Cohen Michael A, Alvarez George A, Nakayama Ken, Konkle Talia
McGovern Institute for Brain Research, Department of Brain and Cognitive Sciences, Massachusetts Institute of Technology, Cambridge, Massachusetts; and
Department of Psychology, Harvard University, Cambridge, Massachusetts.
J Neurophysiol. 2017 Jan 1;117(1):388-402. doi: 10.1152/jn.00569.2016. Epub 2016 Nov 2.
Visual search is a ubiquitous visual behavior, and efficient search is essential for survival. Different cognitive models have explained the speed and accuracy of search based either on the dynamics of attention or on similarity of item representations. Here, we examined the extent to which performance on a visual search task can be predicted from the stable representational architecture of the visual system, independent of attentional dynamics. Participants performed a visual search task with 28 conditions reflecting different pairs of categories (e.g., searching for a face among cars, body among hammers, etc.). The time it took participants to find the target item varied as a function of category combination. In a separate group of participants, we measured the neural responses to these object categories when items were presented in isolation. Using representational similarity analysis, we then examined whether the similarity of neural responses across different subdivisions of the visual system had the requisite structure needed to predict visual search performance. Overall, we found strong brain/behavior correlations across most of the higher-level visual system, including both the ventral and dorsal pathways when considering both macroscale sectors as well as smaller mesoscale regions. These results suggest that visual search for real-world object categories is well predicted by the stable, task-independent architecture of the visual system.

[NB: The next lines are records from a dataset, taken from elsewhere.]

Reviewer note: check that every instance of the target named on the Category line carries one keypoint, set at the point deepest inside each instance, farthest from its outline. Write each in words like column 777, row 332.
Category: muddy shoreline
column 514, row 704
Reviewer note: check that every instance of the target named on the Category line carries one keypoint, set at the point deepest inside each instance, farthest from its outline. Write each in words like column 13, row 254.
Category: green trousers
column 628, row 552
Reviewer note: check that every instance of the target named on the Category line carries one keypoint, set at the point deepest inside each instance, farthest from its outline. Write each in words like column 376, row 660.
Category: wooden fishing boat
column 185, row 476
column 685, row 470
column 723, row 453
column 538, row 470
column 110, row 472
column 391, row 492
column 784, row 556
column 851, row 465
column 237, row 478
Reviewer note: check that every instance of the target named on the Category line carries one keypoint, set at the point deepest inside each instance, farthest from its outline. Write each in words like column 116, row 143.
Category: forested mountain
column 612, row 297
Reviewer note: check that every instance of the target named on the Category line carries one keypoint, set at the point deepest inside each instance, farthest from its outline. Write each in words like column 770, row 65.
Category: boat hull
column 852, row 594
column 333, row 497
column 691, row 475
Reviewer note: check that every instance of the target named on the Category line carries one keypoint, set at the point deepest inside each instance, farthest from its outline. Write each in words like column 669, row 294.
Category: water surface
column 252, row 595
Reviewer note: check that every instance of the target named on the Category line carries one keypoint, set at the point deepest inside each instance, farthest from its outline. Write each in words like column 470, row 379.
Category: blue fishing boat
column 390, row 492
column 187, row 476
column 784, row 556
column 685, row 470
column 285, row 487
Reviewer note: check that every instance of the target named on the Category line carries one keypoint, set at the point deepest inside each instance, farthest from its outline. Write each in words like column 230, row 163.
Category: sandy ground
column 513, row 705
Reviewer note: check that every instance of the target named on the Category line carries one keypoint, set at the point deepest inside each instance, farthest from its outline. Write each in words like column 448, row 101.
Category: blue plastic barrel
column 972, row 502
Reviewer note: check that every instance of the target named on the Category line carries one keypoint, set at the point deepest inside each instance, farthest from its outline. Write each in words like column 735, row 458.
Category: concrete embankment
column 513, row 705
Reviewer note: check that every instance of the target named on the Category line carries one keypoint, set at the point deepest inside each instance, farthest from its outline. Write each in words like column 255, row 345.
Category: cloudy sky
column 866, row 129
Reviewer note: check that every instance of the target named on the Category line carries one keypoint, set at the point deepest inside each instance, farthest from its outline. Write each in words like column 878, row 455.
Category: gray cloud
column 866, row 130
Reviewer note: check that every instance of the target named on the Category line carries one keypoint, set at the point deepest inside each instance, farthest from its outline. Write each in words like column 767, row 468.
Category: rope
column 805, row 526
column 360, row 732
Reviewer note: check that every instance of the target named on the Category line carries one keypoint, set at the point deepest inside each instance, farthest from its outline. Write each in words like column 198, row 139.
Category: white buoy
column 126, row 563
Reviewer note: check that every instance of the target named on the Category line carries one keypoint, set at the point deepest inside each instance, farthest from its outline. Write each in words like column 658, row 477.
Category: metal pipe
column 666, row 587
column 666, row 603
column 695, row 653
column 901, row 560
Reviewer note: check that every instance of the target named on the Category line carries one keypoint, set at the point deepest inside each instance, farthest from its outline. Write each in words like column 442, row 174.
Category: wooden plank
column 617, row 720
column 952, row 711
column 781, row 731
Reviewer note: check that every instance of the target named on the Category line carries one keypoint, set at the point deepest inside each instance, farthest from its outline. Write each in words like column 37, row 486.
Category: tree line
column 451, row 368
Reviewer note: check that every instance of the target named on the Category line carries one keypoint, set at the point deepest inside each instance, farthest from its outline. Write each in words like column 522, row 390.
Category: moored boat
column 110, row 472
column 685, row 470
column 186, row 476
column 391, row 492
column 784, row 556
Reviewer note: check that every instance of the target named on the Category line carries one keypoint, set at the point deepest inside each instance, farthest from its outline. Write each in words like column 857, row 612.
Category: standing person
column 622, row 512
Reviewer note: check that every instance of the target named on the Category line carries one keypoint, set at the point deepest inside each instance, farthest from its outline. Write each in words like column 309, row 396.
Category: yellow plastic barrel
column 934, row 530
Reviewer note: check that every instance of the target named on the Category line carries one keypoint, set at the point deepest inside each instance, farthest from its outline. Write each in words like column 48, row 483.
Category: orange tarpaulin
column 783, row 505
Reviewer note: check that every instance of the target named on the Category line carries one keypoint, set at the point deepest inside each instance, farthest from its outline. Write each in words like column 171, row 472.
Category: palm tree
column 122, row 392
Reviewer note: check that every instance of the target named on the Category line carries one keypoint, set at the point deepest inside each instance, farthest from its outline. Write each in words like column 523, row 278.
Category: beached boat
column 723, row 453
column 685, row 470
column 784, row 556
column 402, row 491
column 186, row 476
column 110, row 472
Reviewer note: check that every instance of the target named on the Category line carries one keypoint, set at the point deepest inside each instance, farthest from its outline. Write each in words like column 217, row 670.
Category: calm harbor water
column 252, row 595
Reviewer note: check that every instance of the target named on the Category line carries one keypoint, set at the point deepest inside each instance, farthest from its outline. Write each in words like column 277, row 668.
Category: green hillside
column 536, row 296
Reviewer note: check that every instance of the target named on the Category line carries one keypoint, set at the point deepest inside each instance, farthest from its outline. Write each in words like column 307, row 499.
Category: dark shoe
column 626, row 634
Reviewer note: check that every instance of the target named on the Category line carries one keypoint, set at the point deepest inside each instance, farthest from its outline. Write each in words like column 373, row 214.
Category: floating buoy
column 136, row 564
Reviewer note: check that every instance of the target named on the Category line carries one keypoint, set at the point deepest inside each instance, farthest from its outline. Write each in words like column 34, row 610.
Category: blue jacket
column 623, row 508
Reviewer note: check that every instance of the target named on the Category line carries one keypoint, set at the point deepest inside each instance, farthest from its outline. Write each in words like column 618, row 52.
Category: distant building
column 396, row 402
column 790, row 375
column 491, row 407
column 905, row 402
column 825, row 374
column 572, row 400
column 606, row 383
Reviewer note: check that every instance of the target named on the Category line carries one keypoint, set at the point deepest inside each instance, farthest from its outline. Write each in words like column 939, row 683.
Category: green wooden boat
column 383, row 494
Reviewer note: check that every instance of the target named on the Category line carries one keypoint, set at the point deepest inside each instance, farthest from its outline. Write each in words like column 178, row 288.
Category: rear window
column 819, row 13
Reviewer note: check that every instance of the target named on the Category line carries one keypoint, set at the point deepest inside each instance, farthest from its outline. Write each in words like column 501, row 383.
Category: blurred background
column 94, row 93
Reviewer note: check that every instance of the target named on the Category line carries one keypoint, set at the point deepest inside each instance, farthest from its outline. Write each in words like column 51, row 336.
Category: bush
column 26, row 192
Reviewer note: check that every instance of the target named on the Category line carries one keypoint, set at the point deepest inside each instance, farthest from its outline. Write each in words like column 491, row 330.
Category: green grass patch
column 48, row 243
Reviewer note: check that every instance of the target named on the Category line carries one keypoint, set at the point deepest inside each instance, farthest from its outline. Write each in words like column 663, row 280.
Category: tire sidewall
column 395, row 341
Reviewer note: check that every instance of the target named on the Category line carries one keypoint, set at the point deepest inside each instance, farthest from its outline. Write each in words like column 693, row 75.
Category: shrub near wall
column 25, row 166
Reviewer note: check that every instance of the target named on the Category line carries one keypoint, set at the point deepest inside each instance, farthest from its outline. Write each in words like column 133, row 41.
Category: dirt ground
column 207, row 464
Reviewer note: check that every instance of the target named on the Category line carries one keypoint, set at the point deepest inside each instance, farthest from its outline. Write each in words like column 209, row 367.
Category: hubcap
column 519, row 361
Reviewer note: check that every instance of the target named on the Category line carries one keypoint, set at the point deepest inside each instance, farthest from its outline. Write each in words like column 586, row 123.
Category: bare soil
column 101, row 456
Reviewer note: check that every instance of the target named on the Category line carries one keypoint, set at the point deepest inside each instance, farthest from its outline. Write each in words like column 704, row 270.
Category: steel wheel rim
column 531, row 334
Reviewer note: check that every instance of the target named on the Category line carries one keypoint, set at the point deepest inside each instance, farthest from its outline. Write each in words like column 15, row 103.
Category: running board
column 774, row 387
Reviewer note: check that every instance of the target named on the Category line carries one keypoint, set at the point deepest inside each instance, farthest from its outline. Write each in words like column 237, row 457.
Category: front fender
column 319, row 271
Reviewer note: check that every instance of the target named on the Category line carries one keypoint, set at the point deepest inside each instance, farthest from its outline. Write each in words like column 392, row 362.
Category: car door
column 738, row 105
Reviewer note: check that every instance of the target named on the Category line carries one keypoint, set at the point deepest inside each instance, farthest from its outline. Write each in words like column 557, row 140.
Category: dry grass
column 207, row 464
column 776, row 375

NEW & NOTEWORTHY: Here, we ask which neural regions have neural response patterns that correlate with behavioral performance in a visual processing task. We found that the representational structure across all of high-level visual cortex has the requisite structure to predict behavior. Furthermore, when directly comparing different neural regions, we found that they all had highly similar category-level representational structures. These results point to a ubiquitous and uniform representational structure in high-level visual cortex underlying visual object processing.
视觉搜索是一种普遍存在的视觉行为,高效的搜索对生存至关重要。不同的认知模型基于注意力的动态变化或项目表征的相似性来解释搜索的速度和准确性。在这里,我们研究了在不考虑注意力动态变化的情况下,视觉搜索任务的表现能在多大程度上从视觉系统稳定的表征结构中预测出来。参与者在28种条件下执行视觉搜索任务,这些条件反映了不同的类别对(例如,在汽车中搜索人脸,在锤子中搜索身体等)。参与者找到目标项目所需的时间因类别组合而异。在另一组参与者中,我们测量了单独呈现项目时对这些物体类别的神经反应。然后,我们使用表征相似性分析来检查视觉系统不同细分区域的神经反应相似性是否具有预测视觉搜索表现所需的结构。总体而言,我们发现大多数高级视觉系统中都存在很强的脑/行为相关性,在考虑宏观尺度区域以及较小的中观尺度区域时,包括腹侧和背侧通路。这些结果表明,视觉系统稳定的、与任务无关的结构能够很好地预测对现实世界物体类别的视觉搜索。
在这里,我们询问哪些神经区域具有与视觉处理任务中的行为表现相关的神经反应模式。我们发现所有高级视觉皮层的表征结构都具有预测行为所需的结构。此外,当直接比较不同的神经区域时,我们发现它们都具有高度相似的类别水平表征结构。这些结果表明,高级视觉皮层中存在一种普遍且统一的表征结构,是视觉物体处理的基础。